Harnessing idle PCs CPU cycles, storage space and other resources of networked computers to collaborative are mainly fixated on for all major grid computing research projects. Most of the university computers labs are occupied with the high puissant desktop PC nowadays. It is plausible to notice that most of the time machines are lying idle or wasting their computing power without utilizing in felicitous ways. However, for intricate quandaries and for analyzing astronomically immense amounts of data, sizably voluminous computational resources are required. For such quandaries, one may run the analysis algorithms in very puissant and expensive computers, which reduces the number of users that can afford such data analysis tasks. Instead of utilizing single expensive machines, distributed computing systems, offers the possibility of utilizing a set of much less expensive machines to do the same task.

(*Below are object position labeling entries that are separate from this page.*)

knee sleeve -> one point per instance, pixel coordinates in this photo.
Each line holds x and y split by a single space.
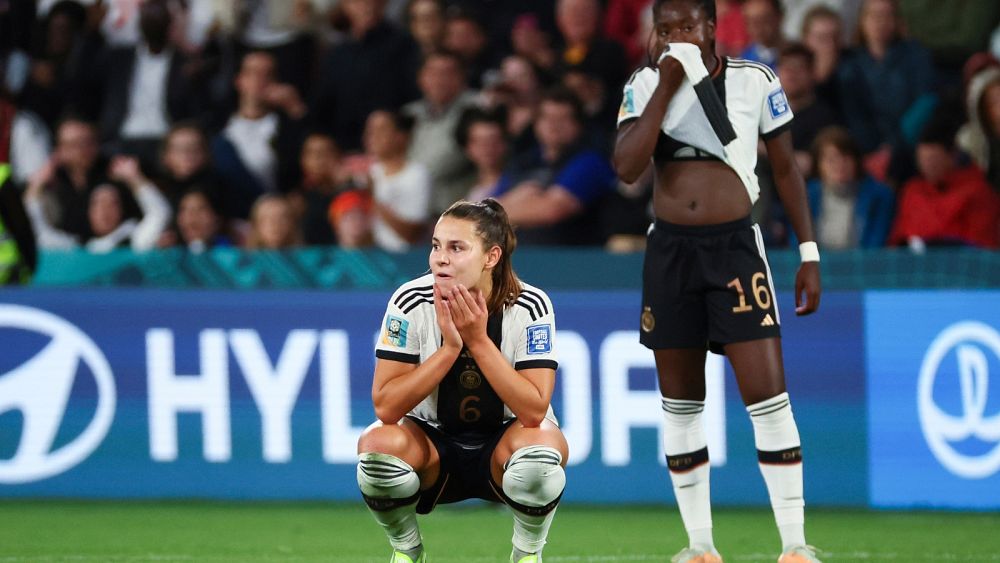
684 439
775 433
533 479
386 482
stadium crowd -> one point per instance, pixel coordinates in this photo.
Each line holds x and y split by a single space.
271 124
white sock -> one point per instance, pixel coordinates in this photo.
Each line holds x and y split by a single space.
779 454
391 487
533 482
687 459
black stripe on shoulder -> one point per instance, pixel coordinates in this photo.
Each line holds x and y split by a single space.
419 301
743 63
776 131
530 310
538 297
397 356
532 364
403 295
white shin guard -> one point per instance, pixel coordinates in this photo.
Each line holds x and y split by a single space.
686 448
533 482
391 488
779 454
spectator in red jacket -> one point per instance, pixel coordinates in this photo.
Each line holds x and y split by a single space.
947 203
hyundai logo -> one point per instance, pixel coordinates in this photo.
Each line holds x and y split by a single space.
40 388
943 428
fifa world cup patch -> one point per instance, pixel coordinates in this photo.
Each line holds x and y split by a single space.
395 331
628 103
539 339
778 103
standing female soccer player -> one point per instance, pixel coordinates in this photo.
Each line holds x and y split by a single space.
464 374
706 282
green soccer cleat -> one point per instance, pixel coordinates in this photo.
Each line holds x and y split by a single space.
690 555
400 557
799 554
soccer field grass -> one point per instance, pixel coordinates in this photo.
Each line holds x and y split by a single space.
209 531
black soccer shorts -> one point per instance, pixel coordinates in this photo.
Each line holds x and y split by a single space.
706 286
465 467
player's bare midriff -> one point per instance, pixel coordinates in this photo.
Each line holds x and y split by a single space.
699 193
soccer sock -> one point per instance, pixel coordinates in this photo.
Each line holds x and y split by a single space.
687 459
391 488
779 454
533 483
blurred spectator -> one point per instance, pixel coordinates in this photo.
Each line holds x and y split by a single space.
850 208
517 91
763 21
425 21
797 11
795 70
185 161
980 136
731 37
256 152
109 225
374 68
351 217
885 91
947 203
280 27
18 250
482 136
62 56
465 36
599 109
436 114
199 222
822 33
273 225
553 192
623 23
63 184
401 187
147 87
322 180
583 46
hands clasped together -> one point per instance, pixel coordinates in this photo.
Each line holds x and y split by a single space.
461 314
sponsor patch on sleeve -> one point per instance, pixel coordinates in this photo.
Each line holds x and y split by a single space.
539 339
778 103
628 103
395 331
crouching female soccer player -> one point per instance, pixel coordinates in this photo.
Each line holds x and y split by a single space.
706 282
463 378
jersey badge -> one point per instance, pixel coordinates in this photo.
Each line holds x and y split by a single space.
778 103
628 103
395 331
539 339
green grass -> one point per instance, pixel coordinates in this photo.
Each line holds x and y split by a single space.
209 531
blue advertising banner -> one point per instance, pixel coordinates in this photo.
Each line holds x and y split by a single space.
262 395
933 425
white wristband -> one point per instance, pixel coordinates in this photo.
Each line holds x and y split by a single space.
809 251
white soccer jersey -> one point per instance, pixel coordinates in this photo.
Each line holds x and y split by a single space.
410 334
755 105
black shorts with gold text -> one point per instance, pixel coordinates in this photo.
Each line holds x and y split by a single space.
706 286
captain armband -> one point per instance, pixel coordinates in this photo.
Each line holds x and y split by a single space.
809 251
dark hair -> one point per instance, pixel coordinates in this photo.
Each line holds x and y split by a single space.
707 6
476 115
796 49
839 138
494 229
564 96
818 12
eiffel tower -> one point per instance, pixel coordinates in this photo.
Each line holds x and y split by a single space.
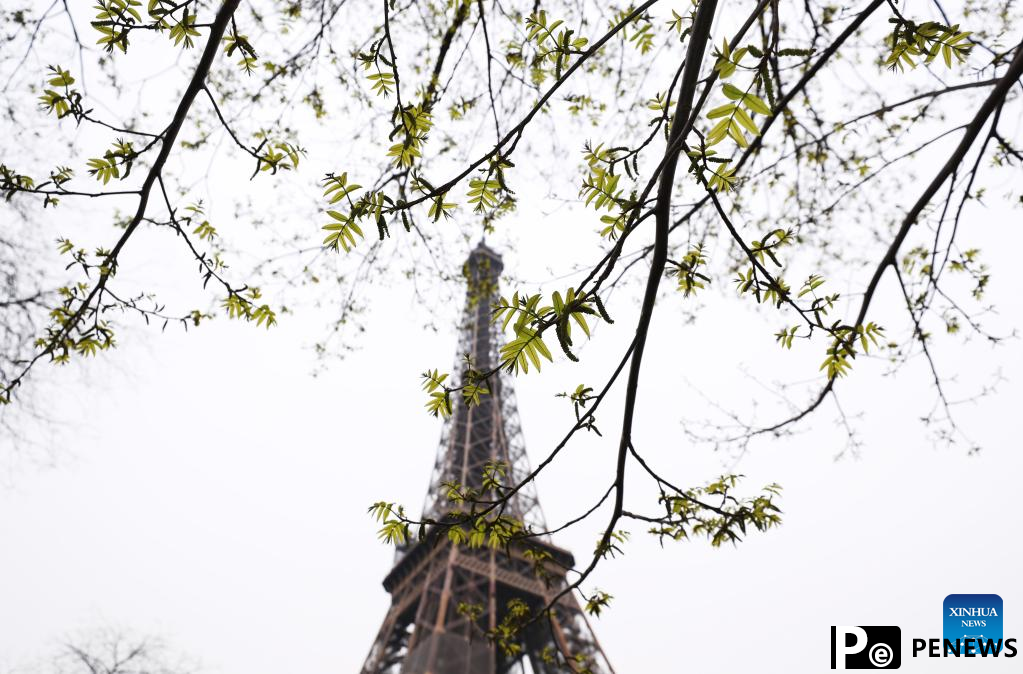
424 631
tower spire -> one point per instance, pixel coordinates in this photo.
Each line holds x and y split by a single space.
425 631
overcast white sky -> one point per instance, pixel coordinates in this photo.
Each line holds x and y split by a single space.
207 489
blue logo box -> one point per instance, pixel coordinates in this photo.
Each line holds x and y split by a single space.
973 617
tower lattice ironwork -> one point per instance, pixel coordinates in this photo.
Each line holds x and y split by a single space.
424 631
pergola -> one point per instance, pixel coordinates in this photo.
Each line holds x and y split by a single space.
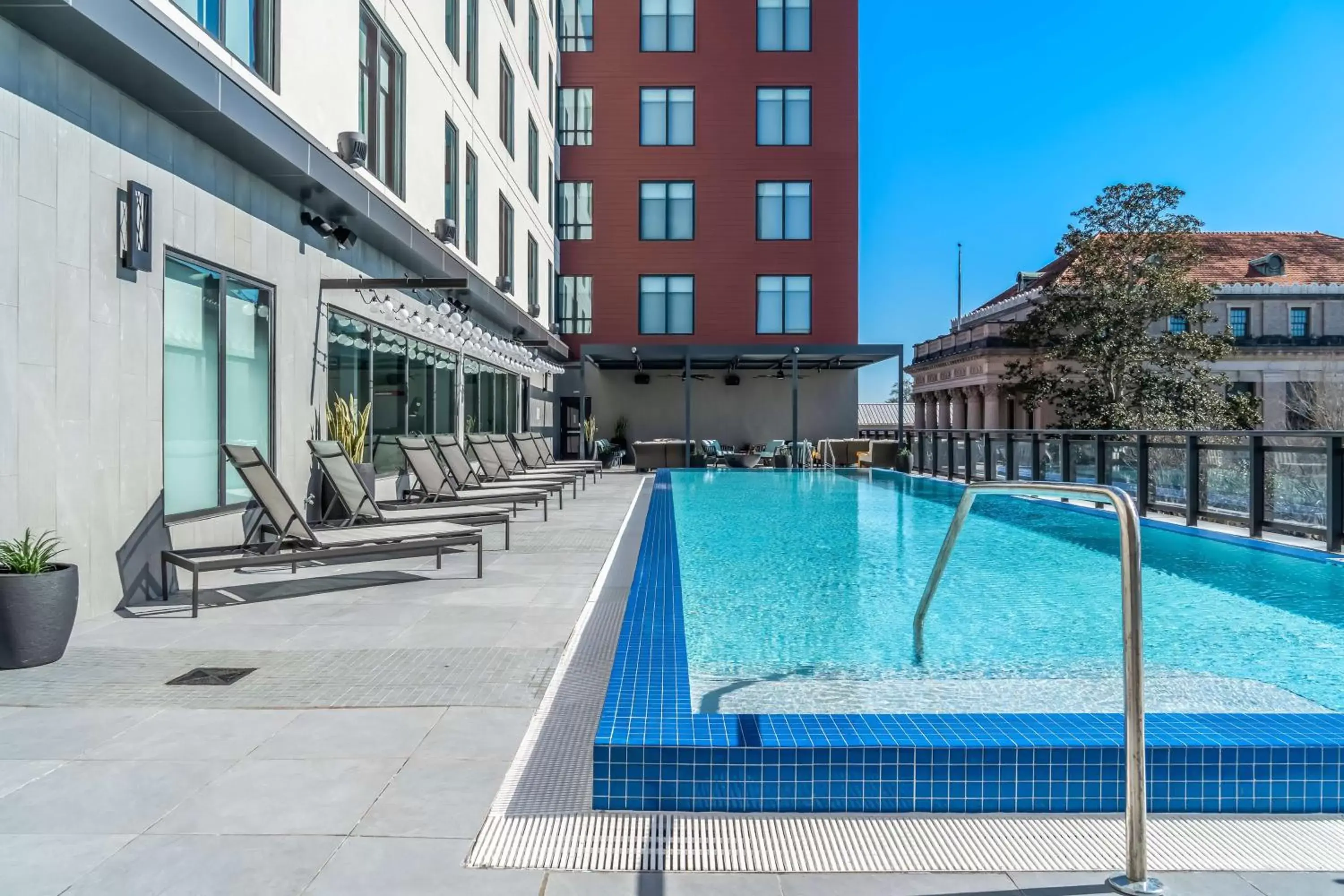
728 359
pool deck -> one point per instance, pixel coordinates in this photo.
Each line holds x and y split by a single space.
365 753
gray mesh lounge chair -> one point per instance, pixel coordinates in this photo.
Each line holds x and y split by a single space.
435 484
467 478
517 469
535 460
363 509
293 540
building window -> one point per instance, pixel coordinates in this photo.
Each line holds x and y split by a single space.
784 210
452 27
667 26
667 210
576 116
574 306
246 29
1299 322
784 25
576 210
667 116
472 189
576 26
506 104
506 246
784 304
381 96
784 116
534 43
474 46
534 163
534 300
667 306
217 382
451 178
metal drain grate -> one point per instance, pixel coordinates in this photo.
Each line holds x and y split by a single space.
211 676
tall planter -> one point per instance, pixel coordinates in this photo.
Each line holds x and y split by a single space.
37 616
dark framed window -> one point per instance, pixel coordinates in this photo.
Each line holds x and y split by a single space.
576 116
534 43
506 104
246 29
1299 322
452 27
534 299
534 163
667 116
667 210
784 210
574 304
474 46
576 209
472 203
576 26
451 174
217 382
784 26
382 93
784 116
784 304
667 304
667 26
507 246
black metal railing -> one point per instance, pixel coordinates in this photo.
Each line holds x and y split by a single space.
1291 482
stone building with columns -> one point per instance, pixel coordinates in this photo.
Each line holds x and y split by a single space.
1281 296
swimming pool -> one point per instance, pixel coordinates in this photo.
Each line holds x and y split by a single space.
819 724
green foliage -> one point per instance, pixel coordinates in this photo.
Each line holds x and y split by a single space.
30 555
1096 359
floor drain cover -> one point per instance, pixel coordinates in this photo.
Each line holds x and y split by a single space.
211 676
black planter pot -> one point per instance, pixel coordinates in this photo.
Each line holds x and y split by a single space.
37 614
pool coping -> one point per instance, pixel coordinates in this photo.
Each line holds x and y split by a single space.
654 753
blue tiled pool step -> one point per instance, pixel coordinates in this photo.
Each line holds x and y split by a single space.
652 753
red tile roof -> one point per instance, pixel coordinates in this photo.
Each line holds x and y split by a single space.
1308 258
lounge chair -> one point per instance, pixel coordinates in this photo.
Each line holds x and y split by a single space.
515 468
293 540
433 484
362 508
465 478
535 460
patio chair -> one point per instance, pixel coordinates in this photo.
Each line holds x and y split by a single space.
467 480
362 508
433 482
492 468
293 540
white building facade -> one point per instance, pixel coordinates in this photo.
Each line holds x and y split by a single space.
179 240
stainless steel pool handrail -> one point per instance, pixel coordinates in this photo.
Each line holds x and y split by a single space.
1135 880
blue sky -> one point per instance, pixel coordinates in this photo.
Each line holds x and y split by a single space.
987 121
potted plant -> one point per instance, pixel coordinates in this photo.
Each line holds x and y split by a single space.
38 601
349 425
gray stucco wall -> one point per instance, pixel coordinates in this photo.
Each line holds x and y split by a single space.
81 351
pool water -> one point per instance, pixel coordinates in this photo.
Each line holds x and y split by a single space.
800 589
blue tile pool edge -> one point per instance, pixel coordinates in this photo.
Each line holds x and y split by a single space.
654 753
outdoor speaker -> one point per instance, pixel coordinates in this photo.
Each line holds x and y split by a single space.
353 148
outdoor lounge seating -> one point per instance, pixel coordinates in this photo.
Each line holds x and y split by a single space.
293 540
363 509
435 484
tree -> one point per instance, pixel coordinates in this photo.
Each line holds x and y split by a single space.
902 390
1129 264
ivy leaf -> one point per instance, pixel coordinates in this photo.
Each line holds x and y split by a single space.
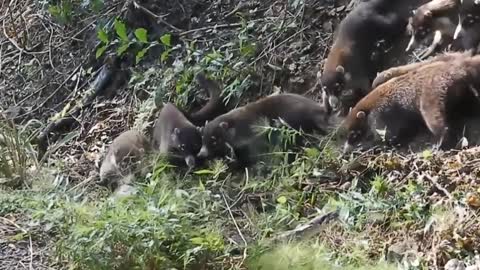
140 55
121 30
122 49
102 36
166 40
141 34
100 51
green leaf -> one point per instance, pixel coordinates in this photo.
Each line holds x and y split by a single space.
282 200
121 30
122 49
102 36
202 172
141 34
100 51
166 40
164 56
140 55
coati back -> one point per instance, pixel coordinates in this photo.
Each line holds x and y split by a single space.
125 150
348 64
235 129
433 95
176 134
390 73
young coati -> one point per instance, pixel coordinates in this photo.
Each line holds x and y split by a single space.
440 33
400 70
349 64
436 94
126 149
235 129
176 134
469 23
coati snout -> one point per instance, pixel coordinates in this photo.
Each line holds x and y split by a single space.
187 142
216 142
119 162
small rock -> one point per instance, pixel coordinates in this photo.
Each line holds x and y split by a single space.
455 264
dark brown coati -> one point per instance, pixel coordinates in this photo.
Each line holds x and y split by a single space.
235 129
126 149
435 95
176 134
349 63
390 73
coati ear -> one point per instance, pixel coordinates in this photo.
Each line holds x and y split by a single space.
361 115
340 69
224 125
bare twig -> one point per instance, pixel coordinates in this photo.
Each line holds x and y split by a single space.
234 221
159 18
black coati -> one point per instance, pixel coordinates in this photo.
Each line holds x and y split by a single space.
235 129
400 70
349 64
176 134
436 95
126 149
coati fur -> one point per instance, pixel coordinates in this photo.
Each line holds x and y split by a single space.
390 73
235 129
469 23
126 149
349 64
439 33
436 95
177 135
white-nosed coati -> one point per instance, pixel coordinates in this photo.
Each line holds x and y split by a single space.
126 149
468 27
349 64
439 33
436 95
400 70
235 129
176 135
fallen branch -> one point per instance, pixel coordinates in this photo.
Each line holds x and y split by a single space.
307 228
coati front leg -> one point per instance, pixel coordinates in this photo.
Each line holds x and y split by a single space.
433 110
437 40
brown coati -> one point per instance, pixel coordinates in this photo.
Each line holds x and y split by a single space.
439 33
118 164
423 16
400 70
176 134
235 129
349 63
436 96
469 23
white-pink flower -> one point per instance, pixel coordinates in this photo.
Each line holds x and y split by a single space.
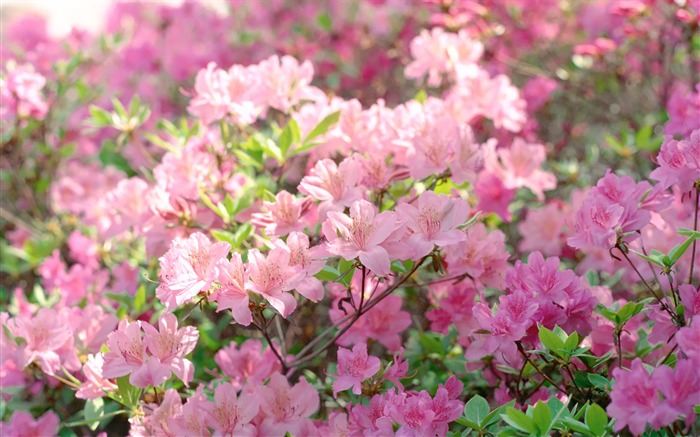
190 266
361 235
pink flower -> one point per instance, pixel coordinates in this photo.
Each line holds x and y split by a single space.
247 364
635 400
95 385
508 325
437 52
283 216
354 367
482 255
434 148
300 254
23 424
361 235
128 355
170 345
434 221
273 277
232 293
284 83
286 408
189 267
212 99
45 334
679 162
543 230
334 185
230 414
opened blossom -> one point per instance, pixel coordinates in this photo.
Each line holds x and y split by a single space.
273 277
433 221
354 367
170 345
190 266
361 235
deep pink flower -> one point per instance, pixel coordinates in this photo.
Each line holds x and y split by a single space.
354 367
635 400
170 345
361 235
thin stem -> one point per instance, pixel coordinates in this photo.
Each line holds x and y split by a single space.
695 228
544 375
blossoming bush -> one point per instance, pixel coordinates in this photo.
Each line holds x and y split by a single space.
354 218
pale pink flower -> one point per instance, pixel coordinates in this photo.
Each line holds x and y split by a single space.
679 162
212 99
361 235
543 230
282 216
635 400
95 384
170 345
437 52
508 325
247 364
519 166
308 258
45 334
20 93
190 266
284 83
336 186
128 355
434 148
354 367
232 293
23 424
286 408
230 414
191 418
482 255
433 221
273 277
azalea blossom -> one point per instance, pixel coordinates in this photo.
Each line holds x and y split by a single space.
361 235
354 367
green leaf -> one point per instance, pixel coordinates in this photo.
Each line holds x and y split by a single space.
320 129
93 411
139 299
100 117
596 419
599 381
542 416
225 236
128 393
477 409
679 250
550 340
519 420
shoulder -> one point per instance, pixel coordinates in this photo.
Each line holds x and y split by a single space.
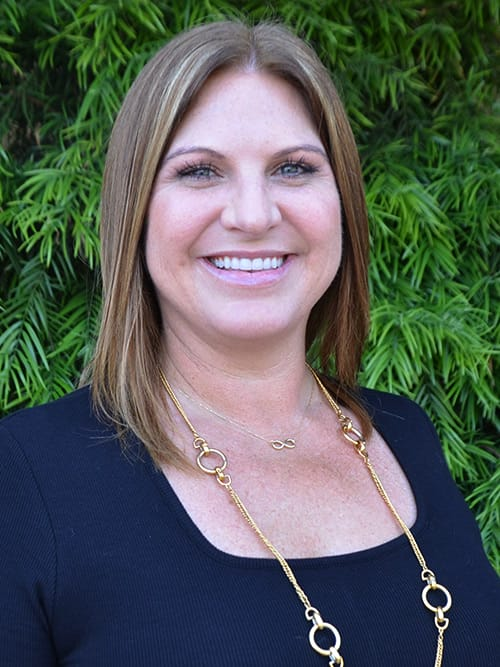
387 408
404 425
54 431
75 405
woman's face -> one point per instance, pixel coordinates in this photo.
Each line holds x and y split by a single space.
244 221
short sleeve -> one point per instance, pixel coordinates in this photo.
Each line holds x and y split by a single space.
27 563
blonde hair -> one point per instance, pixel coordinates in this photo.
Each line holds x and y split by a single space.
125 383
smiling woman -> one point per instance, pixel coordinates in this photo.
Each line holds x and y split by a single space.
210 497
244 181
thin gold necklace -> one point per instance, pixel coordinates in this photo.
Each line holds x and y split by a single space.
355 437
279 444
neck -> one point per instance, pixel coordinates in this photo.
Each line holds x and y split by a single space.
254 387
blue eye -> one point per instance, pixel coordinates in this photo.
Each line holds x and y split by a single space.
291 169
200 171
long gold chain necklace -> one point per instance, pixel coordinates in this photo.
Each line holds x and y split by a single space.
279 444
355 437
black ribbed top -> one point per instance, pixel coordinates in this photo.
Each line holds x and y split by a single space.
100 565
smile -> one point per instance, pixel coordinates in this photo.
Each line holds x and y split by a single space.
247 264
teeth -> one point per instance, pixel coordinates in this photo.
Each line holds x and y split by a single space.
246 264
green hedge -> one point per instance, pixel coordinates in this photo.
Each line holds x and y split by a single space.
418 83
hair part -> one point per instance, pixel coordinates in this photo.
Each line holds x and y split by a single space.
125 381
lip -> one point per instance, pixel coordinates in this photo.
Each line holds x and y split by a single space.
261 277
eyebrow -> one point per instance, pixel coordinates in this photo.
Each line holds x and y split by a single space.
186 150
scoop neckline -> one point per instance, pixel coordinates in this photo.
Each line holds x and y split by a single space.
379 551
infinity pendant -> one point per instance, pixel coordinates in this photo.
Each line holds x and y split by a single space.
289 443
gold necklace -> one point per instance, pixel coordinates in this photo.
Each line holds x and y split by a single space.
279 444
355 437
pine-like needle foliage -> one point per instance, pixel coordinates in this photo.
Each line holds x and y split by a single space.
418 83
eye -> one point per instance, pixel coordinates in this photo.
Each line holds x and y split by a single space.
200 171
294 168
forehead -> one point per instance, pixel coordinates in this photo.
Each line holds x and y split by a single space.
240 104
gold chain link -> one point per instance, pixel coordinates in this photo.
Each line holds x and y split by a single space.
355 437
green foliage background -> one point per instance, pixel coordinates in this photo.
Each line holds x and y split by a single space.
418 83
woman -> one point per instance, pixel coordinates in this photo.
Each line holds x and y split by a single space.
238 519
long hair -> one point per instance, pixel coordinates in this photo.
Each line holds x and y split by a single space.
125 383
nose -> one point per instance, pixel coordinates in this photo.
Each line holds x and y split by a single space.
251 207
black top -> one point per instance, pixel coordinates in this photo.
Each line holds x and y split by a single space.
100 565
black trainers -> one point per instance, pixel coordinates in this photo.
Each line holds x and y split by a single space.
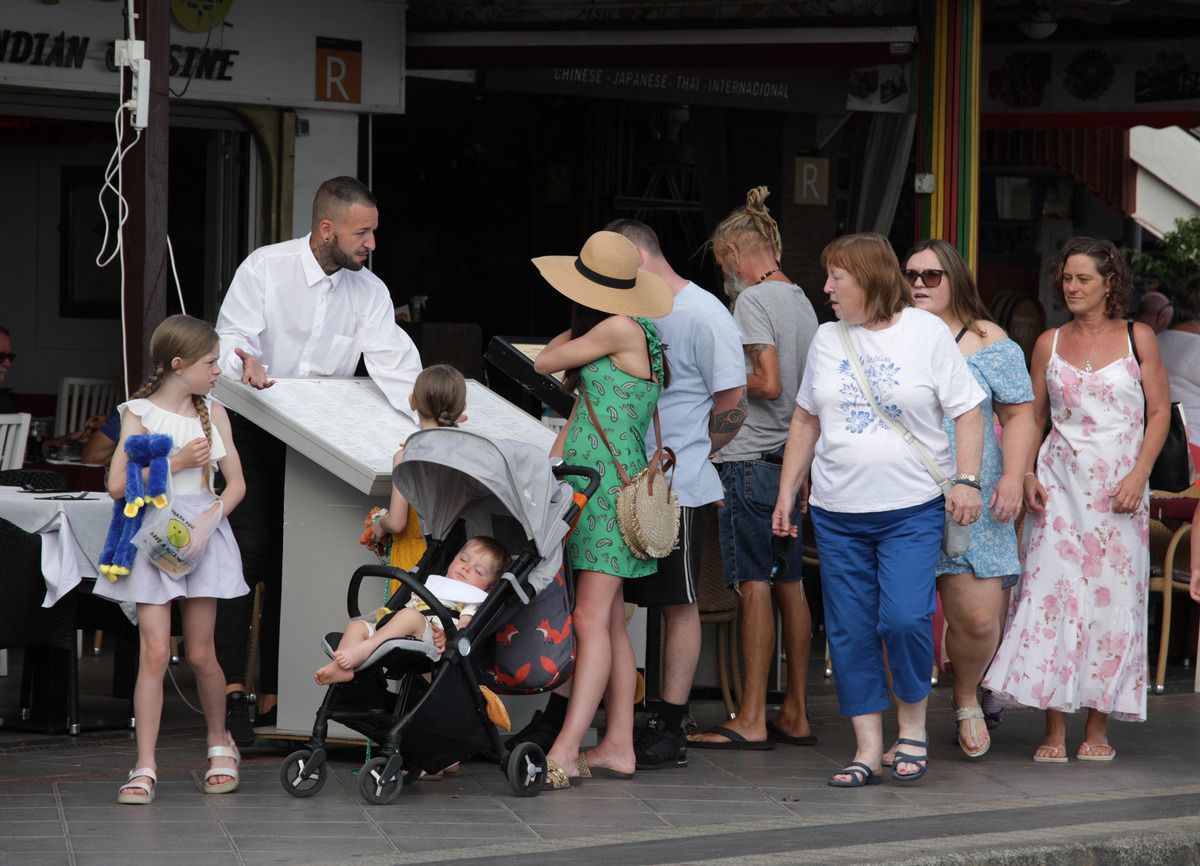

BOINC and Condor projects have been prosperously utilized for solving authentic scientific research works around the world at a low cost. In this work the main goal is to explore both distributed computing to implement, Condor and BOINC, and utilize their potency to harness the ideal PCs resources for the academic researchers to utilize in their research work. In this thesis, Data mining tasks have been performed in implementation of several machine learning algorithms on the distributed computing environment.